Trees

Indexes in Noblit are hitchhiker trees. The trees have the same on-disk format as memory format, which allows them to be memory mapped. A hitchhiker tree is similar to an immutable B-tree, but updates usually only allocate a single new node, rather than logB(n) nodes. This gives us the advantages of an immutable data structure, without the write amplification.

Tree nodes in Noblit are immutable. Index updates produce new nodes that succeed older nodes. Nodes can become unreachable, but they are never removed. Eventually, many nodes in a file may not be reachable. In that case the tree can be copied to a new file, omitting the unreachable nodes. This is a copying garbage collection.

Index Trees

Indexes in Noblit are sorted sets of datoms. Each datom is 32 bytes. (For large values, the datom contains a reference to a value on the heap.) The indexes store the datoms themselves: they are sorted sets, not key-values maps. In other words, indexes are covering indexes.

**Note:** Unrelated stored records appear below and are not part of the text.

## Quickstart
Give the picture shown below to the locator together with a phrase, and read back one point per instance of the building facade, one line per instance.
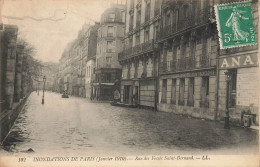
(239, 79)
(72, 65)
(189, 48)
(109, 44)
(140, 56)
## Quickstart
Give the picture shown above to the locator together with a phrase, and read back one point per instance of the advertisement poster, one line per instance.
(129, 83)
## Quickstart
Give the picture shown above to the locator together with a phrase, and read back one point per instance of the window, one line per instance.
(177, 16)
(156, 32)
(109, 46)
(173, 92)
(146, 35)
(112, 17)
(107, 77)
(123, 16)
(204, 92)
(168, 19)
(181, 92)
(108, 59)
(232, 88)
(137, 39)
(147, 11)
(138, 18)
(191, 92)
(110, 31)
(164, 91)
(186, 11)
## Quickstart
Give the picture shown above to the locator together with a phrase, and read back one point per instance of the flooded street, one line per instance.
(75, 125)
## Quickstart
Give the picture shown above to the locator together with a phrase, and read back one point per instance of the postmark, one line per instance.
(235, 24)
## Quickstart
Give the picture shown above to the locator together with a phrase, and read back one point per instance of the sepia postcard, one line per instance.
(129, 83)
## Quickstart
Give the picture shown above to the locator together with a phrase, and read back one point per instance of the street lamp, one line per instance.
(228, 76)
(44, 80)
(38, 87)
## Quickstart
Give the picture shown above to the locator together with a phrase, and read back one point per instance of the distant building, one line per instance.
(89, 57)
(140, 56)
(241, 68)
(72, 65)
(110, 36)
(49, 70)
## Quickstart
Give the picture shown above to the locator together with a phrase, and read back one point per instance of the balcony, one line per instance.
(190, 103)
(136, 50)
(131, 27)
(110, 34)
(138, 24)
(110, 50)
(156, 12)
(188, 63)
(204, 104)
(181, 102)
(194, 20)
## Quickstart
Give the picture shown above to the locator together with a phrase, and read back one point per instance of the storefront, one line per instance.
(238, 85)
(189, 93)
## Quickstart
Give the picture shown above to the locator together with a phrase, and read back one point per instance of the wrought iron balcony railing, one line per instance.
(200, 18)
(181, 102)
(190, 103)
(187, 63)
(136, 50)
(157, 12)
(204, 103)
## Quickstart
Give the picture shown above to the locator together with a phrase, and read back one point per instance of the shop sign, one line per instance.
(238, 61)
(195, 74)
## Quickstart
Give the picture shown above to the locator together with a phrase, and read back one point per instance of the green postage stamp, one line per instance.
(235, 24)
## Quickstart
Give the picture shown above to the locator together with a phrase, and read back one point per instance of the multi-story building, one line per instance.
(238, 88)
(49, 70)
(110, 35)
(72, 69)
(139, 59)
(189, 48)
(90, 42)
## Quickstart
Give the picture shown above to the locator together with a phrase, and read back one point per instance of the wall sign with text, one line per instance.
(238, 61)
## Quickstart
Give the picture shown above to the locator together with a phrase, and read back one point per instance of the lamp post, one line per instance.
(44, 80)
(228, 80)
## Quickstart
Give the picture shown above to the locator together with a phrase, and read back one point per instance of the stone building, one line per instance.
(240, 66)
(139, 59)
(90, 47)
(189, 48)
(110, 35)
(15, 83)
(72, 64)
(90, 77)
(49, 70)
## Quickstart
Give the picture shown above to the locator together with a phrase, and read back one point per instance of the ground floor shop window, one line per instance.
(164, 91)
(204, 92)
(136, 95)
(182, 90)
(126, 94)
(191, 92)
(173, 92)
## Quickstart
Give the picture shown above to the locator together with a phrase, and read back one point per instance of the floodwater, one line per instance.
(75, 125)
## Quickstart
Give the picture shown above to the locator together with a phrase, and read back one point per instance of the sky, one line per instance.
(49, 25)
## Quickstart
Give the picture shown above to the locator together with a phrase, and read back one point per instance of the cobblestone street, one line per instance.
(75, 125)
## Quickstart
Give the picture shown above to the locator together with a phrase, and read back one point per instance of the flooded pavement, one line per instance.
(74, 125)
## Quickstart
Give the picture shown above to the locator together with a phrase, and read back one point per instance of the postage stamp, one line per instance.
(235, 24)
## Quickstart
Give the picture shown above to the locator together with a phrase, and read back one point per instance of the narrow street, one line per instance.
(75, 125)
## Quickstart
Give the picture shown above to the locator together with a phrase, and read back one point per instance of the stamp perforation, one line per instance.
(219, 28)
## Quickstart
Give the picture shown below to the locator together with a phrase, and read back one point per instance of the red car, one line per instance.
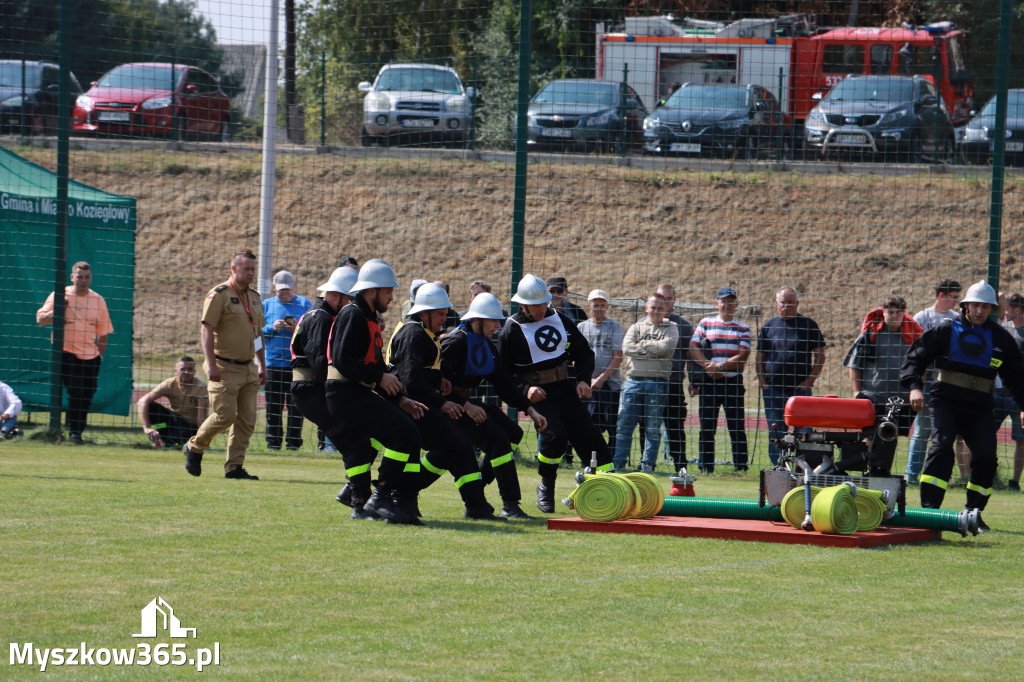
(155, 99)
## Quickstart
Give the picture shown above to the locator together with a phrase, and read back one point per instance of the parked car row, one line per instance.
(151, 98)
(893, 118)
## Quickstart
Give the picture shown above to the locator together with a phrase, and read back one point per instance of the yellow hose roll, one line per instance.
(870, 509)
(651, 497)
(834, 511)
(603, 498)
(793, 505)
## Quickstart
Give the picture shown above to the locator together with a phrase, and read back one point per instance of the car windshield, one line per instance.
(709, 97)
(10, 74)
(140, 78)
(1015, 105)
(420, 80)
(872, 89)
(578, 92)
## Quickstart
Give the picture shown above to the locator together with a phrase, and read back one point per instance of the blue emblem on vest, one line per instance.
(479, 358)
(971, 345)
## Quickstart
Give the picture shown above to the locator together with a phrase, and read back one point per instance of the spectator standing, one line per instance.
(408, 305)
(232, 316)
(559, 289)
(452, 317)
(87, 325)
(186, 408)
(728, 346)
(647, 348)
(605, 338)
(675, 410)
(282, 312)
(791, 354)
(10, 408)
(875, 360)
(946, 295)
(1005, 403)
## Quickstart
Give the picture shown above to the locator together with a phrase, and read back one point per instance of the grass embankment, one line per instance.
(292, 589)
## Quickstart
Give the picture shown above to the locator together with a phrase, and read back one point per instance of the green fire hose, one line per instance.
(931, 519)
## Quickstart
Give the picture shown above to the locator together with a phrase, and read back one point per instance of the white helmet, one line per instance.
(980, 292)
(484, 306)
(342, 281)
(531, 291)
(375, 273)
(430, 297)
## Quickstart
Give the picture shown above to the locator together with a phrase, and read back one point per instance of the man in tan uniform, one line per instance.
(175, 423)
(232, 316)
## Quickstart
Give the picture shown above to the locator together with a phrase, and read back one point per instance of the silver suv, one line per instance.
(412, 101)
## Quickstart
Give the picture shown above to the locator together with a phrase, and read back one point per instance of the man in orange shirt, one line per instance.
(86, 326)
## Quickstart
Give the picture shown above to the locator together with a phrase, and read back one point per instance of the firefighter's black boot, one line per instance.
(546, 496)
(931, 496)
(381, 504)
(476, 504)
(511, 509)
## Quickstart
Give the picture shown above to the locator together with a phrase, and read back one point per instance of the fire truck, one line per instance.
(790, 55)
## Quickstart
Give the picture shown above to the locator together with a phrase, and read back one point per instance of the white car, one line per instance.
(412, 101)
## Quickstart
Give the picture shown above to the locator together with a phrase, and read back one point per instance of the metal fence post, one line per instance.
(999, 146)
(60, 241)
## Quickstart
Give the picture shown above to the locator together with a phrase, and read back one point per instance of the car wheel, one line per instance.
(946, 156)
(913, 153)
(224, 131)
(180, 128)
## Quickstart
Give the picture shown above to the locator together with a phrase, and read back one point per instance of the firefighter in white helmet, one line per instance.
(537, 345)
(469, 356)
(968, 352)
(416, 353)
(370, 402)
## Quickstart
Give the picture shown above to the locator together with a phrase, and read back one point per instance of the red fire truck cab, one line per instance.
(788, 55)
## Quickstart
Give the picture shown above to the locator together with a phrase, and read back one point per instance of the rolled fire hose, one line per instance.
(870, 509)
(723, 508)
(607, 497)
(913, 517)
(793, 505)
(651, 497)
(834, 511)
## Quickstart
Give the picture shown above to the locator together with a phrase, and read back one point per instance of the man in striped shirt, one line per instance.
(721, 345)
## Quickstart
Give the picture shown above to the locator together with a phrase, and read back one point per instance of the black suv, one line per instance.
(899, 117)
(717, 120)
(31, 107)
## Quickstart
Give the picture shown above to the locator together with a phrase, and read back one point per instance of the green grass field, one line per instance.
(276, 574)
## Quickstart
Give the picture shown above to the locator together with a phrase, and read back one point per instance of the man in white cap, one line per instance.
(537, 345)
(281, 312)
(309, 350)
(605, 338)
(969, 352)
(369, 403)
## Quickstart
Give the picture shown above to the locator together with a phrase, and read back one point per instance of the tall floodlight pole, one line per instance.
(267, 182)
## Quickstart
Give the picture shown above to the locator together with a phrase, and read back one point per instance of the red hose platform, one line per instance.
(749, 530)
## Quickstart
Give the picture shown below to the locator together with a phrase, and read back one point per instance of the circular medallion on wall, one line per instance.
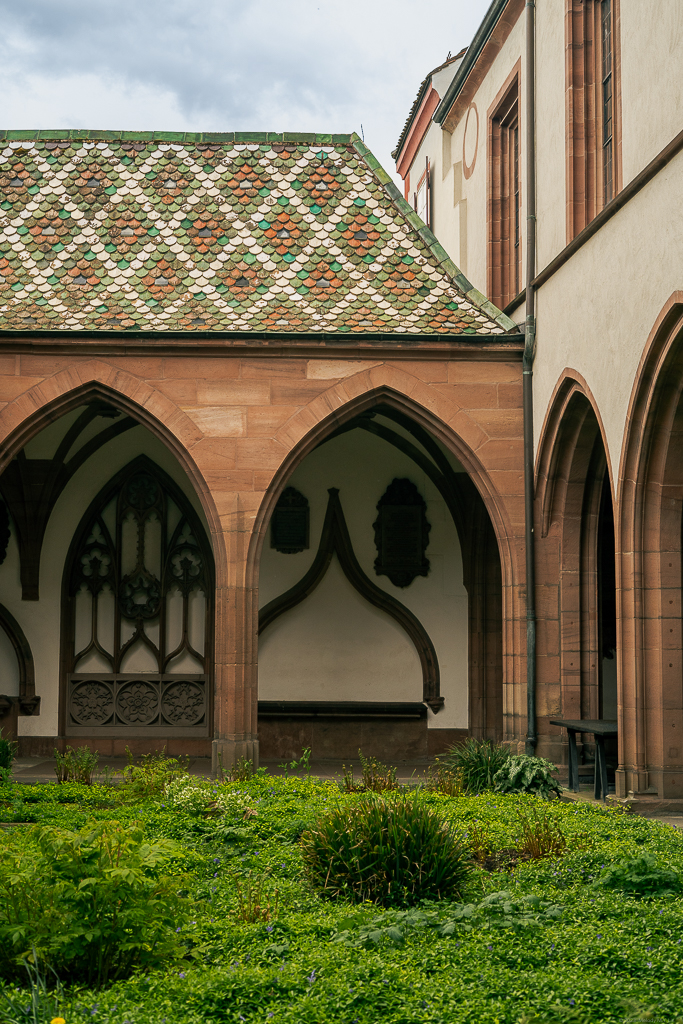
(183, 702)
(470, 140)
(137, 702)
(91, 702)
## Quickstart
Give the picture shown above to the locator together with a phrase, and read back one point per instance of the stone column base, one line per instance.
(225, 753)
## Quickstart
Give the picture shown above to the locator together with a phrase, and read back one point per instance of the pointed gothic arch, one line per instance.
(650, 524)
(136, 636)
(575, 553)
(481, 522)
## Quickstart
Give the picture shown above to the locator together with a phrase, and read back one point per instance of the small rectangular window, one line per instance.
(505, 202)
(592, 84)
(422, 198)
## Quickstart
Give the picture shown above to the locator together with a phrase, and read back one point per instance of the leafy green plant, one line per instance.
(391, 850)
(443, 779)
(76, 765)
(521, 773)
(150, 775)
(303, 762)
(253, 901)
(542, 836)
(375, 777)
(642, 876)
(502, 909)
(477, 761)
(37, 1006)
(94, 904)
(199, 796)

Trees in Noblit store every datom exactly once. Datoms in leaves are not repeated in interior nodes, unlike a B+ tree, which would store all datoms in leaf nodes, and repeat some datoms as midpoints in interior nodes.

In addition to the midpoint datoms, tree nodes store pending datoms: datoms that need to be flushed into the leaves, but which we avoid as long as possible. This modification is what turns a B-tree into a hitchhiker tree.

Disk Format

Tree nodes are 4096 bytes.

  • Byte 4088 through 4095 contains the node header, which is built up of the following 8 bytes:
  • Byte 0 contains the depth of the node (0 for a leaf, 1 for its parent, etc.).
  • Byte 1 contains the number of datoms in the node internally, say k. k is at most 102. TODO: Leaf nodes could store 127 datoms and no child page ids, as opposed to 102 midpoints.
  • The remaining 6 bytes are currently not used. TODO: I could store a checksum there.
  • At byte 0, the datom array starts. It contains k datoms in increasing order.
  • At byte 3264, the child array starts. It contains 64-bit page ids of the child nodes. The child array has k + 1 elements, such that all datoms in node children[i] order before datoms[i]. All datoms in node children[i + 1] order after datoms[i]. The special value 264 – 1 indicates that there is no child node in this slot. If this is the case for slot i, then datom i is a pending datom rather than a midpoint, and that datom should be flushed to a child node if space runs out in the node.